The government is considering an oversight mechanism for Foreign Direct Investments (FDI) flowing into the country, taking a cue from similar systems in other countries that are high on the global investor’s radar.
“It has been observed that most countries have systems of oversight for FDI after the investments have materialised (in addition to the approval mechanism). People suggest that in India also, there should be a similar mechanism,” he added.
The proposal is at “discussion stage” and what shape it would finally take is yet to seen, a senior official said.
Already, in sectors like telecom, information technology and surveillance equipment, government has imposed the condition that the sourcing of equipment by the foreign investor should be from ‘trusted sources’. The FDI oversight mechanism will also address other vulnerabilities that might arise through this investment route, which is being promoted.
This mechanism will add a layer of post-investment scrutiny for FDI. Prior approval process is already in place for FDI depending on the sectors. Some sectors are under automatic route while proposals in others have to be cleared by the government. Some proposals also require detailed security clearance.
The European Union (EU) has an FDI Screening Regulation in force from 2020. It provides with a framework for screening incoming FDI from non-EU countries for better equipping the EU to identify, assess and mitigate potential risks certain FDIs pose to the security or public order of the Union or its Member States.
These concern access to sensitive information, security of supply of critical inputs, and control over crucial technologies. The EU is now pushing for mandatory FDI screenings for all its member states.

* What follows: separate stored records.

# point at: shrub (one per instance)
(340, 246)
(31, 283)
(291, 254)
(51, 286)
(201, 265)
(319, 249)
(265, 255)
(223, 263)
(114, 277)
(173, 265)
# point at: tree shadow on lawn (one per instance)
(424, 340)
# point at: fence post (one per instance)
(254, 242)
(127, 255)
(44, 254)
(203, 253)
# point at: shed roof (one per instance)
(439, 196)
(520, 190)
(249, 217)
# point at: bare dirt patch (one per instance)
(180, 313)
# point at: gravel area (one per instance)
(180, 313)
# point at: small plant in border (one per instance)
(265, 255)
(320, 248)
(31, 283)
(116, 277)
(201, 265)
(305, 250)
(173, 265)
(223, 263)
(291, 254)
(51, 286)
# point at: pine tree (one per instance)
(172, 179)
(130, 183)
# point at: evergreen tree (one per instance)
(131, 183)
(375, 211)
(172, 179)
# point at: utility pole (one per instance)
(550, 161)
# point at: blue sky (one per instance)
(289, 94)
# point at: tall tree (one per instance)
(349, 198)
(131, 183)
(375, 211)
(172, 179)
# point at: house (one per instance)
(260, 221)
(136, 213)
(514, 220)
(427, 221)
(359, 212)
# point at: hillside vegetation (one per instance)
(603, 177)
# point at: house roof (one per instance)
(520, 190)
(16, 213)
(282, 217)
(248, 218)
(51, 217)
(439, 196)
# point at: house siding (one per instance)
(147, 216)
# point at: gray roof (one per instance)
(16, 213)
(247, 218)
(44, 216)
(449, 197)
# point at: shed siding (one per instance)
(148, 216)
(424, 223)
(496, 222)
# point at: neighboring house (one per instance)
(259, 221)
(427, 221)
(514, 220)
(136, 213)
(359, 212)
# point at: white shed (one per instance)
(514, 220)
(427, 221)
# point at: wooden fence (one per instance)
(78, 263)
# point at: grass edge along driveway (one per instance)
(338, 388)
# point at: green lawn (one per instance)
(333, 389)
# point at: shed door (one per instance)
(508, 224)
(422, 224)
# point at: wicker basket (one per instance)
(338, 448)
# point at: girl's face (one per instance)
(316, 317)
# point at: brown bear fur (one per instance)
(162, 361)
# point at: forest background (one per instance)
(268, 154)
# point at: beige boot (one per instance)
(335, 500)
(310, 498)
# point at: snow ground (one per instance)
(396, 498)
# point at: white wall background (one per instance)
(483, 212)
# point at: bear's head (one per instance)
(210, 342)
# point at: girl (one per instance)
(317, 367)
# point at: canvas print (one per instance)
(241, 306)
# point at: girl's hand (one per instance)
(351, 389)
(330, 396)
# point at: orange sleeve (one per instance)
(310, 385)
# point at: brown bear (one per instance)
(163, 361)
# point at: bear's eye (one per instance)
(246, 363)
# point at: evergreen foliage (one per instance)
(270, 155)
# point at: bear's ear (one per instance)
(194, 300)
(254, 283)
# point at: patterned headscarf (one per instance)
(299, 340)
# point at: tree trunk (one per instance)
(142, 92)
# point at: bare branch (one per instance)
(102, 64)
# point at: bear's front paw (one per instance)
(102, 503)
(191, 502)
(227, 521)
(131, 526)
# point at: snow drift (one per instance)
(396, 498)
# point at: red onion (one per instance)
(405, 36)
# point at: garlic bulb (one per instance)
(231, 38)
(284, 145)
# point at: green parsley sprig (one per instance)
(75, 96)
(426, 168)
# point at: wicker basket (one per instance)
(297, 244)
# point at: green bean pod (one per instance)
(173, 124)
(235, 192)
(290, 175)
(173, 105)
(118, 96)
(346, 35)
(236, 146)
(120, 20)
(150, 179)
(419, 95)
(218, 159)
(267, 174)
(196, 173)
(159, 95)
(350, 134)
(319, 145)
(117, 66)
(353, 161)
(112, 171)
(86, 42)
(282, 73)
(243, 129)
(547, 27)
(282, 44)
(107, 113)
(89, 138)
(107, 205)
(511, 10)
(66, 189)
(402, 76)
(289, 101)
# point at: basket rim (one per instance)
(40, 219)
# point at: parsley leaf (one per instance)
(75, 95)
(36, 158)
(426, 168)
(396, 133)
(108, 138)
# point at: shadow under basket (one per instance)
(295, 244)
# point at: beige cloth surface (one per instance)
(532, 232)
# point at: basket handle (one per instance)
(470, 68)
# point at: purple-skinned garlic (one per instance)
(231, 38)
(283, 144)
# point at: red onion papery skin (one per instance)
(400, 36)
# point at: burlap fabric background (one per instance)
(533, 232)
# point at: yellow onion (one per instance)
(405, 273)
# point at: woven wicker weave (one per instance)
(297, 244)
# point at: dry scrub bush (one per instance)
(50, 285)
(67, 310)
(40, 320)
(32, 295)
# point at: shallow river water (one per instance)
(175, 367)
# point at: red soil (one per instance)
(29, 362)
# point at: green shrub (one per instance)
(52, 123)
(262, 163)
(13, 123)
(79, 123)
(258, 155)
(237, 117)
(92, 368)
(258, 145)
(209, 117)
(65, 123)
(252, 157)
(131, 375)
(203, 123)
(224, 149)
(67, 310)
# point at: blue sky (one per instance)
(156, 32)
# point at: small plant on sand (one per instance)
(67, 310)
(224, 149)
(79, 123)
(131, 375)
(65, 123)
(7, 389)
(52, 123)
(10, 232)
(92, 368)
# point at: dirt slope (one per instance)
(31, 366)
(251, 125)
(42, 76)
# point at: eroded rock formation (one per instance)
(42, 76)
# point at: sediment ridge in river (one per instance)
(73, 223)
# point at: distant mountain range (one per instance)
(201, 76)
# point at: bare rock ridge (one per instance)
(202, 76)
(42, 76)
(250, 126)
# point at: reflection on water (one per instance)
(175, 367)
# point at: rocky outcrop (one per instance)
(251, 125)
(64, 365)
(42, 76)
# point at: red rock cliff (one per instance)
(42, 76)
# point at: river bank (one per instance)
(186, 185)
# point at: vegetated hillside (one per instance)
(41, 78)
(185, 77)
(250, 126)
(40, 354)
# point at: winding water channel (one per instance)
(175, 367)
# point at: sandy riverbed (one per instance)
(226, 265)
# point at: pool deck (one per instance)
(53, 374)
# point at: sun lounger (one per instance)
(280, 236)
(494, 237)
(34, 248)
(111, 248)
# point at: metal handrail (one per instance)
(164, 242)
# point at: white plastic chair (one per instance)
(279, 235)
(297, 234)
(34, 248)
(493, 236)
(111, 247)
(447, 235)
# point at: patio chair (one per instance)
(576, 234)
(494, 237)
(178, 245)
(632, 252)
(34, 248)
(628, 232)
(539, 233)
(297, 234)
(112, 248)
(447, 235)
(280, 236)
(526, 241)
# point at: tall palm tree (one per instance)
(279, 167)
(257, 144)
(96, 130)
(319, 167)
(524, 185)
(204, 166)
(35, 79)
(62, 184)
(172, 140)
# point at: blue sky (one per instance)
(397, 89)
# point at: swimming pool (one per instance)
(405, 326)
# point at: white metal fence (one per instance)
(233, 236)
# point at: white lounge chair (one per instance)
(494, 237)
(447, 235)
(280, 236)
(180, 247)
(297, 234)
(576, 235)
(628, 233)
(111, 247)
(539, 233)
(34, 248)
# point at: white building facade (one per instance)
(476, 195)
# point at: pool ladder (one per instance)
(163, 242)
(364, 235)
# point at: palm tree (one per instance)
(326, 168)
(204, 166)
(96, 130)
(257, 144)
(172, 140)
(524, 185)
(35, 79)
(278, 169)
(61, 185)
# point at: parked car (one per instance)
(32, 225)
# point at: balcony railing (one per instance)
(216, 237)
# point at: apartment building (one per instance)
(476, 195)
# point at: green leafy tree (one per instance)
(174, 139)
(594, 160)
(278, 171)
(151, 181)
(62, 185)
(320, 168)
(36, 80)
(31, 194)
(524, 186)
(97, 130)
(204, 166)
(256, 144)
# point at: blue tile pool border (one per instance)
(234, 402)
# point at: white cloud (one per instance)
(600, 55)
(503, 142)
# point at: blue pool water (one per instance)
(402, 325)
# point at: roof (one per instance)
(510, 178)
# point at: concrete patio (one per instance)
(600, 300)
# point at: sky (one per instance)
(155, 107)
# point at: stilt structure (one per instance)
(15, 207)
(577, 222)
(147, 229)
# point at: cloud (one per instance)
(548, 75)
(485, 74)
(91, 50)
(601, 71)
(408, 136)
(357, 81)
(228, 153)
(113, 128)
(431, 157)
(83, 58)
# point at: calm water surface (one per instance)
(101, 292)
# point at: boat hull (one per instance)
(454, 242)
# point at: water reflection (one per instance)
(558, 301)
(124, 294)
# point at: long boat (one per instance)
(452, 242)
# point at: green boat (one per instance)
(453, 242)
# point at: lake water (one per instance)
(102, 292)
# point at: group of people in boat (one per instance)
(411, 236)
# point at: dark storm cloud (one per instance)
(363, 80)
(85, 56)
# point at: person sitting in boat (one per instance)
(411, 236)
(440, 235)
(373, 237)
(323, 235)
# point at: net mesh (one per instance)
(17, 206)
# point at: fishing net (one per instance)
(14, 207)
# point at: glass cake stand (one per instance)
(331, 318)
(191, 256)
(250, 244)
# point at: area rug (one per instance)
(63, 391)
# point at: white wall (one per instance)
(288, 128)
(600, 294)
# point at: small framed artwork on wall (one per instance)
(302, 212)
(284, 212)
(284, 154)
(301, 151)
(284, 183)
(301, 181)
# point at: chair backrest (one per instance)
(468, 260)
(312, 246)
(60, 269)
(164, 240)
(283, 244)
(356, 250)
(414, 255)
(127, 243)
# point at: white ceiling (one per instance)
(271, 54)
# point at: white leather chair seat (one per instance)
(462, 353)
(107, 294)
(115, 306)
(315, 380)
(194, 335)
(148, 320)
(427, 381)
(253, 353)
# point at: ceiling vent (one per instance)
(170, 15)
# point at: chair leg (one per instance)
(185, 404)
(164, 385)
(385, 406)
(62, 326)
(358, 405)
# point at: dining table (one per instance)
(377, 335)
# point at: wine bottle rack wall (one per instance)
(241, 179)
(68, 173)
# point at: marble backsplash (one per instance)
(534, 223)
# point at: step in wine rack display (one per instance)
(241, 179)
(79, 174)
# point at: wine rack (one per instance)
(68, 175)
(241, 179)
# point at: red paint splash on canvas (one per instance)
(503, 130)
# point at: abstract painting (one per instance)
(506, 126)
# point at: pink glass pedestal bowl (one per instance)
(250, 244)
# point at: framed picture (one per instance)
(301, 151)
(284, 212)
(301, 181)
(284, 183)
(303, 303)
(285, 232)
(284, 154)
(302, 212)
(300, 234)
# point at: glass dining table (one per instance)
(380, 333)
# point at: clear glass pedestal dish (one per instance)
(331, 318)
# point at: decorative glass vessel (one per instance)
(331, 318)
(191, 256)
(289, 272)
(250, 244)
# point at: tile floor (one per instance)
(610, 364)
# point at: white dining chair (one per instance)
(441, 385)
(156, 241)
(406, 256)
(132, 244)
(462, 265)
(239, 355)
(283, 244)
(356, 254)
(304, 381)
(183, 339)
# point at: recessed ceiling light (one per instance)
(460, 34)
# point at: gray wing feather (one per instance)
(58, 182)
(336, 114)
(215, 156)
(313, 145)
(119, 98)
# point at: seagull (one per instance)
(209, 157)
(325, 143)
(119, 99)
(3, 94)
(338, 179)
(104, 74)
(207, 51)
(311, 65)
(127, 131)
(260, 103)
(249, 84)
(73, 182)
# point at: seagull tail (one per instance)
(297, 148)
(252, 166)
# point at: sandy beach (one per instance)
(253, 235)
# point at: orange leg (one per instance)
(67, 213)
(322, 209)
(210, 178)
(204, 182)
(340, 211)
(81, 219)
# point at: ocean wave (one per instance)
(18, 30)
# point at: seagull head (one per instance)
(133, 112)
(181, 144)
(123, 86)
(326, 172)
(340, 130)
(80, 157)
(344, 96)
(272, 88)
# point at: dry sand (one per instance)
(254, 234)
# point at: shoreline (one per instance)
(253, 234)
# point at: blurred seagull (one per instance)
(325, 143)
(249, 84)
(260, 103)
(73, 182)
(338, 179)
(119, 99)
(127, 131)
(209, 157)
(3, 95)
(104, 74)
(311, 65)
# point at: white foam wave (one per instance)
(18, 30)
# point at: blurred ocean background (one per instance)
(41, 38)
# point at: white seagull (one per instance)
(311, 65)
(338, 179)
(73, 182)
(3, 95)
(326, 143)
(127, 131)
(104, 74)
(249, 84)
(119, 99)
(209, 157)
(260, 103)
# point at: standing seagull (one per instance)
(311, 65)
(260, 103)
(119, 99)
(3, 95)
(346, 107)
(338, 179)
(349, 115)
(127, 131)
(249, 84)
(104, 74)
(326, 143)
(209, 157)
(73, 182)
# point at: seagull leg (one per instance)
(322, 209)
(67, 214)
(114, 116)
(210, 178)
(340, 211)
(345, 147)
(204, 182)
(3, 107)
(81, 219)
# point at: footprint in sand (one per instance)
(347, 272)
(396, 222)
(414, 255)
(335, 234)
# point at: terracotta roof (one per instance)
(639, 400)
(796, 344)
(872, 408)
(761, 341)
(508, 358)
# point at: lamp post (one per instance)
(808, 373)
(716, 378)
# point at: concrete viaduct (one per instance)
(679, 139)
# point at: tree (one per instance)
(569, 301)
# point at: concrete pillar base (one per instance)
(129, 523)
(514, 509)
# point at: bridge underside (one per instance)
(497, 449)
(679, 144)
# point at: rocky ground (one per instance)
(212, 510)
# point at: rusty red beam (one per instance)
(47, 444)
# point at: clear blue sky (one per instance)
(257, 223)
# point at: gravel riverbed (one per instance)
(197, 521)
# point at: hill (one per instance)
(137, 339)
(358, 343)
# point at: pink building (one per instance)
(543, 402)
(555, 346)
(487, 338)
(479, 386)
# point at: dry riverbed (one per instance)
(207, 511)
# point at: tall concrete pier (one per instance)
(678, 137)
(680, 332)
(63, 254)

In the US, the Committee on Foreign Investment in the United States (CFIUS) is the federal agency that oversees FDI. It reviews FDI transactions and certain real estate transactions to determine their potential national security implications. The US also has a law that provides a framework for the review of different types of FDI transactions.
The US regulations even assess the transaction’s effect on the resilience of critical U.S. supply chains, its technological leadership in specified industries, investment trends that may have consequences for a given transaction’s impact on national security, cybersecurity risks and risks to U.S. persons’ sensitive data.